Rahmat menunjuk ke harimau jantan.

"Mereka seperti ikhlas dengan kematian harimau betina itu" Rahmat menunduk lagi.

"Kalau aku tahu bukan harimau itu..."

Rahmat terisak-isak dan bersujud menyesali perbuatannya.

Terdengar suara dari balik Pohon.

Sosok itu menampakkan diri nya sambil berbicara kepada rahmat.

"Ayah tak tahu kamu sampai berbuat begini. Ayah minta maaf ya nak".

Pak Kepsek menampakkan dirinya.

"Ini salah ayah tidak menjelaskannya ke padamu, karena ayah takut..."

"Ayah takut kamu akan terus menyalahkan dirimu sendiri". Kepsek mendekati anaknya.

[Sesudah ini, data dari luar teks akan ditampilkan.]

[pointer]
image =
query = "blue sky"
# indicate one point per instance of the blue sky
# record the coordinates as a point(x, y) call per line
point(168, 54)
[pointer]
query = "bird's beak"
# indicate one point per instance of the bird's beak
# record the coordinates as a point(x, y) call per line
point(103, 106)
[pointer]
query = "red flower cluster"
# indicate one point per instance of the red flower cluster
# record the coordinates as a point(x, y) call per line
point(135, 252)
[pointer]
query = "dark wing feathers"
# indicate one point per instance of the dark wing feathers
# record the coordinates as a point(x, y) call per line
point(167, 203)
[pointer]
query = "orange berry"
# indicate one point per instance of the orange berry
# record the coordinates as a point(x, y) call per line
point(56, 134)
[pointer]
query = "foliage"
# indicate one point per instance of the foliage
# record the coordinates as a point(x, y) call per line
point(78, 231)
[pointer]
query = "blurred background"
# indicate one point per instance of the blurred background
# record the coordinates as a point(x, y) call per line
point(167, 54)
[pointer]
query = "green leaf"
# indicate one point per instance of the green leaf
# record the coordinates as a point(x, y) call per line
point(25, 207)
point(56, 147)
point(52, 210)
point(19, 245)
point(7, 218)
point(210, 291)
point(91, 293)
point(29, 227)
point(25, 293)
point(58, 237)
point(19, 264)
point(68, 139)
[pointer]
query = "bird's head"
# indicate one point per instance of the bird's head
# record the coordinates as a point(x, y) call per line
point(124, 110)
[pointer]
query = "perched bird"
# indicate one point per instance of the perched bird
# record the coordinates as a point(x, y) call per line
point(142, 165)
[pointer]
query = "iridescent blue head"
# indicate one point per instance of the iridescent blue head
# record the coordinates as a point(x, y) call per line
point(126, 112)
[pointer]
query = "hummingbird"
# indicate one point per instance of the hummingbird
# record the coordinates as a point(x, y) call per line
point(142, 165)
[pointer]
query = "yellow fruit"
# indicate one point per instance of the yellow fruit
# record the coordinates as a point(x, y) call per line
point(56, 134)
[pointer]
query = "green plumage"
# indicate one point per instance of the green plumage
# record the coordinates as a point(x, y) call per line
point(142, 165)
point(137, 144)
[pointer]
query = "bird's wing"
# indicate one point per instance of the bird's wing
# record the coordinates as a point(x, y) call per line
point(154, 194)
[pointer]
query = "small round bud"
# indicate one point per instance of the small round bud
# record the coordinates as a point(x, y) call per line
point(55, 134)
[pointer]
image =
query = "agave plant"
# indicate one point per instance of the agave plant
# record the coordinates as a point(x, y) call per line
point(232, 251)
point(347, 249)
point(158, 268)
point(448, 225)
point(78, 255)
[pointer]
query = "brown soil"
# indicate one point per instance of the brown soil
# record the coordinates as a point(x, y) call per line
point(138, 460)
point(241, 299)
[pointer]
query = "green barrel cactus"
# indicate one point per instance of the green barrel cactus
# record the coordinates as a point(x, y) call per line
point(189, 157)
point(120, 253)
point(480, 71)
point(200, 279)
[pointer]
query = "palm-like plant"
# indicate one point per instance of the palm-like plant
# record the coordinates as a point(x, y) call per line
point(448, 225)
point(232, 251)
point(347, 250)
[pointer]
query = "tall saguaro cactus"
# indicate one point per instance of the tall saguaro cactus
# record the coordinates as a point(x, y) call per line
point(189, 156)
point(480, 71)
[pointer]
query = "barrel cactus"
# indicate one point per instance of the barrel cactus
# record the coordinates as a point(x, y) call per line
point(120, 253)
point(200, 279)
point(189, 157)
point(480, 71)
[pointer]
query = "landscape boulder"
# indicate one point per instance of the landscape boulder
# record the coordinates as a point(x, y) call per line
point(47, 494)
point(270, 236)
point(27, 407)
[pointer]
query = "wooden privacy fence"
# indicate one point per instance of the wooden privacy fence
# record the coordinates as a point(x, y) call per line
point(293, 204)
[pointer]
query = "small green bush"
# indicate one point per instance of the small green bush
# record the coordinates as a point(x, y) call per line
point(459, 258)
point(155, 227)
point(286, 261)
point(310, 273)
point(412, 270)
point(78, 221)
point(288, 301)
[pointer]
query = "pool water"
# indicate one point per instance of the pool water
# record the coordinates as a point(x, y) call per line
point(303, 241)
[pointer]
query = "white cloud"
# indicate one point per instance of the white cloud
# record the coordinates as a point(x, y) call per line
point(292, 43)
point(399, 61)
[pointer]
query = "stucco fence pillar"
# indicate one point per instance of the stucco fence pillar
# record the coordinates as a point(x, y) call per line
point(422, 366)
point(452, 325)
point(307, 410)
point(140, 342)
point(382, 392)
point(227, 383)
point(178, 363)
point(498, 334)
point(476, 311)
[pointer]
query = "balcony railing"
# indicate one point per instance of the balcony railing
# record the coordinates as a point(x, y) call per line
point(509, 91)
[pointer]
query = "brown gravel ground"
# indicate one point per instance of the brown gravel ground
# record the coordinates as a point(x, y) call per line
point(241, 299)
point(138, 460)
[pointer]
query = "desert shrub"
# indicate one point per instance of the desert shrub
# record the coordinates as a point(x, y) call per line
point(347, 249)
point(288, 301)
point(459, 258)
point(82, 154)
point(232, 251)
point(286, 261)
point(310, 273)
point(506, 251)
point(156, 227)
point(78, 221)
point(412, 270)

Kepsek berlutut dan menarik bahu rahmat.

Rahmat masih tertunduk walau badannya tegak karena tarikan ayahnya.

Kepsek mengangkat dagu rahmat dengan lembut.

Dengan air mata menetes, dia menatap rahmat tanpa sepatah katapun.

"Tidak apa-apa nak, mereka sudah ikhlas."

"Sama seperti ayah, dia juga hanya ber maksud melindungi anaknya saat kamu jatuh"

"Karena kamu jatuh tepat di atas anak-

anaknya. Untung saja saat itu ... "

"Ya, untung saja saat itu dia menerkam kaki ayah setelah ayah berhasil menangkapmu".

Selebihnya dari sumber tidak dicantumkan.